FazelYU/Adaptive-Navigation

Abstract

Traffic congestion in urban road networks is a condition characterised by slower speeds, longer trip times, increased air pollution, and driver frustration. Traffic congestion can be attributed to a volume of traffic that generates demand for space greater than the available street capacity. A number of other specific circumstances can also cause or aggravate congestion, including traffic incidents, road maintenance work and bad weather conditions.

While construction of new road infrastructure is an expensive solution, traffic flow optimization using route planning algorithms is considered a more economical and sustainable alternative. Currently, well-known publicly available car navigation services, such as Google Maps and Waze, help people with route planning. These systems mainly rely on variants of the popular Shortest Path First (SPF) algorithm to suggest a route, assuming a static network. However, road network conditions are dynamic, rendering the SPF route planning algorithms to perform sub-optimally at times. In addition, SPF is a greedy algorithm. So, while it can yield locally optimal solutions that approximate a globally optimal solution in a reasonable amount of time, it does not always produce an optimal solution. For example, in a limited road capacity, the SPF routing algorithm can cause congestion by greedily routing all vehicles to the same road (towards the shortest path).

To address limitations and challenges of the current approach to solve the traffic congestion problem, we propose a network-aware multi-agent reinforcement learning (MARL) model for the navigation of a fleet of vehicles in the road network. The proposed model is adaptive to the current traffic conditions of the road network. The main idea is that a Reinforcement Learning (RL) agent is assigned to every road intersection and operates as a router agent, responsible for providing routing instructions to a vehicle in the network. The vehicle traveling in the road network is aware of its final destination but not its exact full route/path to it. When it reaches an intersection, it generates a routing query to the RL agent assigned to that intersection, consisting of its final destination. The RL agent generates a routing response based on (i) the vehicle’s destination, (ii) the current state of the network in the neighborhood of the agent aggregated with a shared graph attention network (GAT) model, and (iii) routing policies learned by cooperating with other RL agents assigned to neighboring intersections. The vehicle follows the routing response from the router agents until it reaches its destination.

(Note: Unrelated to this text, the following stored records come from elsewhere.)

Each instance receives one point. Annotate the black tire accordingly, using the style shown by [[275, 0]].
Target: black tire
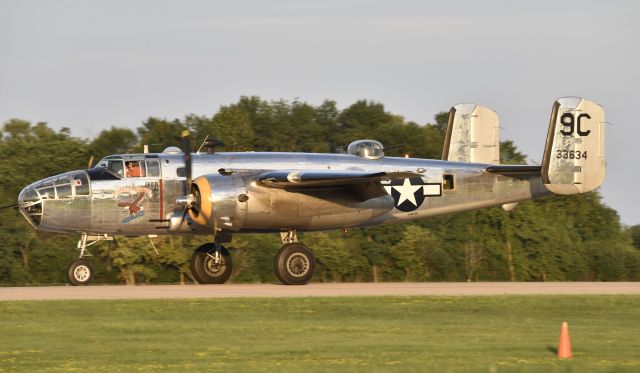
[[294, 264], [80, 272], [204, 268]]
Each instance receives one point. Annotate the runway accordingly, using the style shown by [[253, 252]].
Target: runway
[[317, 290]]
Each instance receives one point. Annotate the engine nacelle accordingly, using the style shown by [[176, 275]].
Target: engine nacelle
[[219, 202]]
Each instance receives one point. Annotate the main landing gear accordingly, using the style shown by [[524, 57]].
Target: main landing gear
[[294, 264], [80, 271]]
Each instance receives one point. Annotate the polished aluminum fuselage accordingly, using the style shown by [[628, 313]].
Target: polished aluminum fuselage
[[106, 209]]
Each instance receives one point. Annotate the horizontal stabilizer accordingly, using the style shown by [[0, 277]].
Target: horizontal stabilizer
[[515, 170], [473, 135]]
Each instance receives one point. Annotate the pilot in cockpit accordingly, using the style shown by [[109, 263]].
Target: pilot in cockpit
[[133, 169]]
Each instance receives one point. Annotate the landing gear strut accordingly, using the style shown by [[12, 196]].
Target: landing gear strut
[[294, 263], [80, 271], [211, 264]]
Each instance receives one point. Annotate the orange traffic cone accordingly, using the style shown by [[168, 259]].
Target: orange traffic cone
[[564, 348]]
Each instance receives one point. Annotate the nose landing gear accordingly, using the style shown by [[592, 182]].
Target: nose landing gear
[[211, 264], [80, 271]]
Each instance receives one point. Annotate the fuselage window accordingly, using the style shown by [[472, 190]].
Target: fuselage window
[[135, 169], [47, 190], [117, 167], [153, 168], [447, 182]]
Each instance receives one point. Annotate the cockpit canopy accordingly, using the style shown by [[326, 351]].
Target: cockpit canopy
[[128, 166], [369, 149]]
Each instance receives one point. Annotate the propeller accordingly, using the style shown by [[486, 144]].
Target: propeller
[[186, 151], [186, 187]]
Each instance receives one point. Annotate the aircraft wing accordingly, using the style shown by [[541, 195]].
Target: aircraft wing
[[365, 184]]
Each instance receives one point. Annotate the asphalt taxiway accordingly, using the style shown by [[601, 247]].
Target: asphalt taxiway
[[317, 290]]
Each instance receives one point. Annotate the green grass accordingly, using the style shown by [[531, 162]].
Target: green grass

Through an extensive experimental evaluation on both synthetic and realistic road networks we demonstrate that the proposed MARL model can outperform the SPF algorithm by (up to) 20\% in average travel time.

Example:

The figure below gives an example of routing of two vehicles with two different destinations using the MARL model:

alt text

Model Architecure:

The figure below shows the archeticture of the Adaptive Navigation algorithm: alt text

Reslts:

The figures below show two test cases, the 5x6 grid network, and the abstracted network of DT Toronto extracted from Open Streets Map :

Fig.1.1 - DT Toronto

Fig.1.2 - 5x6 Grid.

The figures below show the training results of the two test cases. Q-routing is a deep learning implementaion of Boyan, and Litman IP network routing algorithm. The number of GAT layers in the Adaptive Navigation algorithm is a hyper parameter denoted as "h".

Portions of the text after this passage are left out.